Escaping The Tar Pit

by Ernesto Tagwerker

In the talk titled "Escaping The Tar Pit," Ernesto Tagwerker addresses the challenges of maintaining legacy software projects and the concept of software quality. He emphasizes the importance of assessing code quality through three main metrics: code coverage, complexity, and code smells.

Key points discussed include:
- Understanding Technical Debt: Tagwerker reflects on the difficulty of managing technical debt and how it can lead to projects being stuck in a "tar pit." He shares insights from his consulting experience with projects that often run over budget and sacrifice quality.
- Assessment Tools: The speaker introduces various tools for evaluating code quality:
- SimpleCov for measuring code coverage, which shows how much of the codebase is tested.
- Flog, Flay, and Ruby Critic for measuring code complexity and identifying code smells.
- The StinkScore: Tagwerker presents a new metric he developed, called the StinkScore, which combines metrics of code quality and coverage to prioritize refactoring efforts for complex files lacking adequate tests.
- Decision Framework: Before taking on a project, stakeholders are encouraged to assess how long it would take to ship features or fix bugs, alongside the project's technical debt.
- Improvement Strategies: Aimed at reducing technical debt, Tagwerker suggests removing unused files, refactoring problematic code, and increasing test coverage. He highlights the importance of tracking the StinkScore over time to understand progress regarding technical debt.

In concluding his talk, Tagwerker encourages the open-source community to engage in discussions about software quality and to use tools like the StinkScore as a compass for improving maintainability within codebases. He invites feedback on his projects and emphasizes the importance of shared knowledge in tackling technical challenges in software development.

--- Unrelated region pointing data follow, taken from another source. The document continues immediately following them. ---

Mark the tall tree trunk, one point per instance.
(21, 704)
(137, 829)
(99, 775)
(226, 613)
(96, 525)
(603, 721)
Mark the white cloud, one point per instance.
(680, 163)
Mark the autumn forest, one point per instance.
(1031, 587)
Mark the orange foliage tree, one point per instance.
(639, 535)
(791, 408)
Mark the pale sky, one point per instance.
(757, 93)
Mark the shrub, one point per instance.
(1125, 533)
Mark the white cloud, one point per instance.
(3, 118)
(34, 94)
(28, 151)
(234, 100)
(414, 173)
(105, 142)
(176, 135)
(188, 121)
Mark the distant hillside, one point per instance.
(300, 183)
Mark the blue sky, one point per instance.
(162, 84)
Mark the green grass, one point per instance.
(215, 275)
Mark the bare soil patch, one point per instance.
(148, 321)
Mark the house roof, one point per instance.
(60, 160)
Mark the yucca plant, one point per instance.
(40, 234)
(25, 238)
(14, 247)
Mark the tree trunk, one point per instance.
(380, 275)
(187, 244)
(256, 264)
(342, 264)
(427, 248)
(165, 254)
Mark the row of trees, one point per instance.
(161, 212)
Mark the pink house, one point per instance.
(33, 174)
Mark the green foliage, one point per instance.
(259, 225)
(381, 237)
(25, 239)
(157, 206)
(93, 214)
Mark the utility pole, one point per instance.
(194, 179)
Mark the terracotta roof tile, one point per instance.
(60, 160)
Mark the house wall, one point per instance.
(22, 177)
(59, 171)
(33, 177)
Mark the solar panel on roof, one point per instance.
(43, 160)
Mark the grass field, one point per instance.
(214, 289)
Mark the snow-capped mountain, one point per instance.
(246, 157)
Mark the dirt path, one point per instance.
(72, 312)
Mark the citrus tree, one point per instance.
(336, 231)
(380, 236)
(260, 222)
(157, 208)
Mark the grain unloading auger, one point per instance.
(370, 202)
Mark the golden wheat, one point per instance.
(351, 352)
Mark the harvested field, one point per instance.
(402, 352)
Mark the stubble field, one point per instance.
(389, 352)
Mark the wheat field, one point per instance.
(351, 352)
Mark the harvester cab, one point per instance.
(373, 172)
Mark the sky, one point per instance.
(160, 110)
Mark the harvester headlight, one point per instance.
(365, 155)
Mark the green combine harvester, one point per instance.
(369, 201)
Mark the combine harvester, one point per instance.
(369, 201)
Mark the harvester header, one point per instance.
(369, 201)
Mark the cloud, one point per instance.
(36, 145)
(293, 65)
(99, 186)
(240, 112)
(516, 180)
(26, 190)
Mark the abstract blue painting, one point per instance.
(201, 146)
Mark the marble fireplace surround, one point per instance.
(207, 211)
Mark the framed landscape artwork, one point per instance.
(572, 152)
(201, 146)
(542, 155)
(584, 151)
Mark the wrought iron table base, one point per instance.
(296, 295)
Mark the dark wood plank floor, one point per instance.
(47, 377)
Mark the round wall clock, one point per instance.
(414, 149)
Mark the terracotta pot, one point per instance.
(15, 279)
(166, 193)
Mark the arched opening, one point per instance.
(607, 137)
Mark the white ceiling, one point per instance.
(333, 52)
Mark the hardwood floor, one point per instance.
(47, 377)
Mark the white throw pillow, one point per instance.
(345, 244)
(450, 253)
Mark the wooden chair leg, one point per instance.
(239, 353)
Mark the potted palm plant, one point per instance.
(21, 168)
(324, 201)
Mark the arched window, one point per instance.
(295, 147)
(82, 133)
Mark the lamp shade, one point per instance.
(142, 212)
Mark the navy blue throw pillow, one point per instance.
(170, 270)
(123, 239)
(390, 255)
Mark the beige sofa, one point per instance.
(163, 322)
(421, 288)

00:00:00.120 Whoo! So, our next speaker, Ernesto Tagwerker, has a great surname. I love German words, especially the really long ones, but 'Tagwerker' is a great name. I know it means 'day worker.' According to the internet, there are only 443 people with this surname, and we have one on stage today. Ernesto is a prolific Ruby blogger; I've read some of your posts. He's also the founder of Ombu Labs and Fast Ruby IO, and he's an open-source maintainer. Today, he's going to show us how to escape the tar pit. So, welcome Ernesto!

00:01:02.309 Thank you very much! My name is Ernesto Tagwerker, and you can find me on Twitter and GitHub with the handle @tagwerker. This is my very first time in Australia, and in RubyConf Australia, so thanks a lot for having me! Like Mel said, I am originally from Argentina. I am actually one of three Tagwerkers in Argentina; which is weird because I know all of them. You might hear some funny words since Spanish is my native language, but I've been living in Philadelphia for the past three years, so you'll probably hear an American accent, which is also a bit odd.

00:01:36.000 I love open source! I wouldn't be here speaking in front of you today if it wasn't for a lot of other people who published many gems that I use on a daily basis. I maintain a few gems that you might have heard of: 'database_cleaner' is a library that helps you keep a clean state between test runs; 'bundler_leak' is a gem that you can use to find gems known to have memory leaks in your application; and 'next_rails' is a toolkit that assists you in upgrading to the next version of Rails. You can perform tasks like dual-booting your application and finding incompatibilities with the next version of Rails.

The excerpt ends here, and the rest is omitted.